White stork appreciates golf course as habitat
They are back: Since mid-February, the white storks have been on the move again from their winter quarters in the south to their summer quarters, including in northern Germany. Their winter journeys are also intensively observed in Schleswig-Holstein by numerous ornithologists, and their population is precisely recorded. In Dithmarschen, for example, the stork father discovered the first storks of the year as early as February. That storks are under such scrutiny is no wonder: the population of white storks is not abundant. In Schleswig-Holstein, NABU identified a total of 428 pairs in 2022, after the number had already dropped to around 200 pairs in the meantime. The annual number of young birds is not sufficient to fill the gaps caused by natural losses.
Golf course offers a lot of food
Golf courses can play a positive role in the establishment and reproduction of white storks, especially if they have extensive water features or floodplains. These areas ensure that the stork finds plenty of food and establishes its hunting ground on the golf course. The successful settlement of storks thus depends to a large extent on a high level of biodiversity on the golf course. This is by no means just about the frog, which can often be seen in the mouths of storks when they are shown in pictures. The stork appreciates earthworms, insects and small mice as well as carrion as a snack.
How local storks are, can be observed at some golf courses in the Golf Association Schleswig-Holstein. At GC Großensee, for example, where a stork nest was installed near the driving range at great expense in 2019, a pair of storks moved into the nest immediately in the first year. 2022 was the first time a cub was raised.

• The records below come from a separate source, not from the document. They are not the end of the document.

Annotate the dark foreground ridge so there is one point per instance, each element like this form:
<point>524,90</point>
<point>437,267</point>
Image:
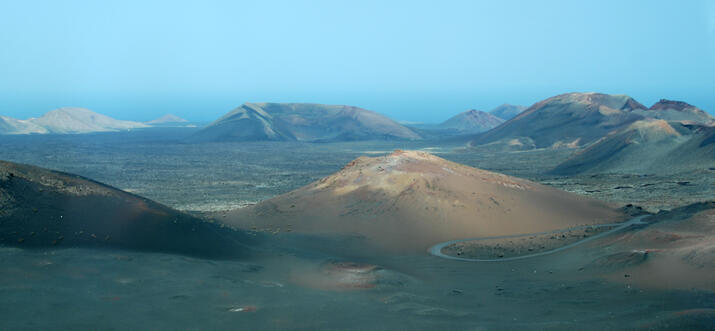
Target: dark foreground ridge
<point>43,208</point>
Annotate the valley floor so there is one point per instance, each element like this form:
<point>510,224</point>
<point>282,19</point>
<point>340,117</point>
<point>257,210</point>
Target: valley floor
<point>291,282</point>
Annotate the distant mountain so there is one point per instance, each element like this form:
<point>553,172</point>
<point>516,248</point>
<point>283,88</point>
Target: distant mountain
<point>571,119</point>
<point>44,208</point>
<point>471,121</point>
<point>650,145</point>
<point>167,119</point>
<point>507,111</point>
<point>66,120</point>
<point>676,111</point>
<point>302,122</point>
<point>10,125</point>
<point>81,120</point>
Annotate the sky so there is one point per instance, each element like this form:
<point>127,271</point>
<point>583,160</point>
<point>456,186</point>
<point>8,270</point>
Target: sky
<point>415,61</point>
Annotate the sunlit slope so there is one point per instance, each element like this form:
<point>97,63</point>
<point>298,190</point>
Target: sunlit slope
<point>647,146</point>
<point>44,208</point>
<point>302,122</point>
<point>407,201</point>
<point>670,110</point>
<point>573,118</point>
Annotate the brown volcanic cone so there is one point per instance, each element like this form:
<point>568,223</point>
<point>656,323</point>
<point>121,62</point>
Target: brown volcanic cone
<point>407,201</point>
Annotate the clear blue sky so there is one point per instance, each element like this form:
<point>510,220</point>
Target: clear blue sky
<point>412,60</point>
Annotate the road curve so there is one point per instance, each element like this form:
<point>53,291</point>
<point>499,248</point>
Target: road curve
<point>436,250</point>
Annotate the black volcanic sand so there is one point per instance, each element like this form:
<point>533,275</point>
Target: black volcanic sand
<point>41,208</point>
<point>301,287</point>
<point>519,246</point>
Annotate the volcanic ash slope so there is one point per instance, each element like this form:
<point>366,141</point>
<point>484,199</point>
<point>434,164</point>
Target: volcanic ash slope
<point>43,208</point>
<point>408,200</point>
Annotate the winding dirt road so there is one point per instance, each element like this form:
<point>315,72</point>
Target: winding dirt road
<point>436,250</point>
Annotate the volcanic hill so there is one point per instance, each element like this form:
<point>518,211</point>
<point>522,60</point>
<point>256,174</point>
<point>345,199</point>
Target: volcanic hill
<point>66,120</point>
<point>507,111</point>
<point>680,111</point>
<point>408,201</point>
<point>647,146</point>
<point>574,119</point>
<point>302,122</point>
<point>471,121</point>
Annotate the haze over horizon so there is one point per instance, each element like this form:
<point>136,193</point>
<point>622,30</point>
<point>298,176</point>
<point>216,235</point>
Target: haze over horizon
<point>425,64</point>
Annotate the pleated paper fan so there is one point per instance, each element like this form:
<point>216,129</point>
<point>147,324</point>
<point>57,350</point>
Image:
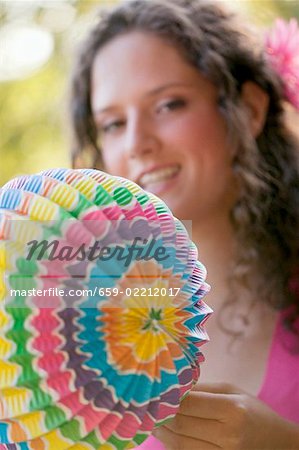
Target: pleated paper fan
<point>101,368</point>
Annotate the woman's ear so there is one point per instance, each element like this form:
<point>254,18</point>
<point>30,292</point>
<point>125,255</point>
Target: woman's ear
<point>257,102</point>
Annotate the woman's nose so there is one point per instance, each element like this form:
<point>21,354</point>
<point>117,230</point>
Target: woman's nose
<point>141,137</point>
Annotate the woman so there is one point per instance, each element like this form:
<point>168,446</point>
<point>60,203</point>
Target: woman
<point>172,95</point>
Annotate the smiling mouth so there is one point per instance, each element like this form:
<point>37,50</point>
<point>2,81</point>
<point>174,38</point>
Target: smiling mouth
<point>158,176</point>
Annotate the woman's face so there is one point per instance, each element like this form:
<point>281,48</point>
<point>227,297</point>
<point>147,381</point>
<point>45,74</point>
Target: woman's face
<point>159,125</point>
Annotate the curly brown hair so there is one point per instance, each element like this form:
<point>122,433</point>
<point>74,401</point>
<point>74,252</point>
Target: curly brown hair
<point>266,215</point>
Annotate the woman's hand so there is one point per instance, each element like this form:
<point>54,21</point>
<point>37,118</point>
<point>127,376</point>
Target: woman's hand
<point>220,416</point>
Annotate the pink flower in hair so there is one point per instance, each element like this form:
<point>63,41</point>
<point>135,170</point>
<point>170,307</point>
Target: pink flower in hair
<point>282,48</point>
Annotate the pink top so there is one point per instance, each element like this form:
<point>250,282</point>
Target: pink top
<point>280,388</point>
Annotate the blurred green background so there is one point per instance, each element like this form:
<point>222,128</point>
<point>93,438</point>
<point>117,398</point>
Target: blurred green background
<point>37,42</point>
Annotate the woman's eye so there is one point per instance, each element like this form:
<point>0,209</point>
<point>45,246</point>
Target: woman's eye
<point>172,105</point>
<point>112,126</point>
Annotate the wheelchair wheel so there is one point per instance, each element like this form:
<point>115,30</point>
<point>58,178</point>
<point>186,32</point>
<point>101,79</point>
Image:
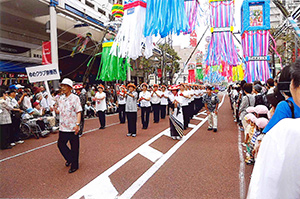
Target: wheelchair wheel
<point>26,130</point>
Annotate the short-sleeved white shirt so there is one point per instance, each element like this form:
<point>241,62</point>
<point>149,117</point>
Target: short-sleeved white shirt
<point>183,100</point>
<point>121,99</point>
<point>146,95</point>
<point>68,108</point>
<point>164,101</point>
<point>100,104</point>
<point>155,99</point>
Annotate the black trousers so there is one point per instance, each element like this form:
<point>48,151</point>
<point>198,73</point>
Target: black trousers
<point>15,128</point>
<point>156,108</point>
<point>185,111</point>
<point>122,117</point>
<point>145,116</point>
<point>5,135</point>
<point>101,115</point>
<point>70,155</point>
<point>81,123</point>
<point>163,111</point>
<point>132,119</point>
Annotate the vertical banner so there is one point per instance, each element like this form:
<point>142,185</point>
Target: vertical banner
<point>46,53</point>
<point>159,73</point>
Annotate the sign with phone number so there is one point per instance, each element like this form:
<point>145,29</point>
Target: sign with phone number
<point>43,73</point>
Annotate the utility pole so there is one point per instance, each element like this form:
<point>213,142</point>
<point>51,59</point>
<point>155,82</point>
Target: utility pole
<point>53,39</point>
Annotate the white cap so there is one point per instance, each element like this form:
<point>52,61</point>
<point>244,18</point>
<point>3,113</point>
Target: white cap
<point>19,86</point>
<point>45,94</point>
<point>68,82</point>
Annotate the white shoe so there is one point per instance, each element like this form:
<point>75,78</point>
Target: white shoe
<point>55,128</point>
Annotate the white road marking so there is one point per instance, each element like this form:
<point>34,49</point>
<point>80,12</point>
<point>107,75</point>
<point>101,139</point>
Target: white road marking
<point>49,144</point>
<point>92,189</point>
<point>198,118</point>
<point>150,153</point>
<point>242,166</point>
<point>192,125</point>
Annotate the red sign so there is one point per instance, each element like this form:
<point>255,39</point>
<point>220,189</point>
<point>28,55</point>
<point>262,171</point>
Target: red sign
<point>46,53</point>
<point>159,72</point>
<point>193,39</point>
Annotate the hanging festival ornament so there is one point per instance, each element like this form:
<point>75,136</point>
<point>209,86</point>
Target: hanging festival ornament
<point>81,43</point>
<point>221,50</point>
<point>117,10</point>
<point>85,42</point>
<point>255,39</point>
<point>165,17</point>
<point>111,67</point>
<point>130,40</point>
<point>194,13</point>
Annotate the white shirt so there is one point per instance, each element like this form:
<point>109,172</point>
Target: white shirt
<point>146,95</point>
<point>121,99</point>
<point>27,102</point>
<point>44,103</point>
<point>183,100</point>
<point>155,99</point>
<point>100,104</point>
<point>191,93</point>
<point>197,92</point>
<point>171,97</point>
<point>164,101</point>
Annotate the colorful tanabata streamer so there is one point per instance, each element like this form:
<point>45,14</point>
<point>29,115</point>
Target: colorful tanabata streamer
<point>193,12</point>
<point>237,73</point>
<point>111,67</point>
<point>165,17</point>
<point>222,54</point>
<point>256,43</point>
<point>130,40</point>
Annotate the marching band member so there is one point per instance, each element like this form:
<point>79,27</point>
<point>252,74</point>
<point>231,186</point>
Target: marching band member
<point>155,100</point>
<point>144,100</point>
<point>164,101</point>
<point>121,104</point>
<point>131,109</point>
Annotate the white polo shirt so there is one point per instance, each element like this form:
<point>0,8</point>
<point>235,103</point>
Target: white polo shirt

This is not surprising: while in large parts of Germany wetlands and meadows are drained and landscaped areas are colonized, here there are numerous wetlands that serve as a natural habitat for storks.
Nevertheless, the storks at GC Großensee, which is certified gold in the Golf & Nature program, also made for an almost tragic story last year. One of the adults was hit by a golf ball during an outing on fairway 2 and has been unable to fly since. He is now being cared for at a stork station near the golf course. Because this meant that one of the parents was out for foraging, the other stork pushed a young bird out of the nest. Only the second young stork survived; according to groundskeeper Norbert Prigge, it first found a home in the stork station and was then released into the wild. “It was sad overall,” Prigge sums up, but still hopes that a couple will settle in the eyrie near the driving range again this year. “Actually, our nest was even contested to some extent,” he says. The golf course was apparently considered a desirable place to live among the storks.
NABU gives tips
Golf facilities thinking of also establishing white storks on their course should first seek expert advice. In Schleswig-Holstein, NABU operates a Stork Protection Working Group (AG Storchenschutz), which, with numerous area supervisors on site, not only checks white stork nests, but also rings young birds and provides tips on the construction and proper location of nests.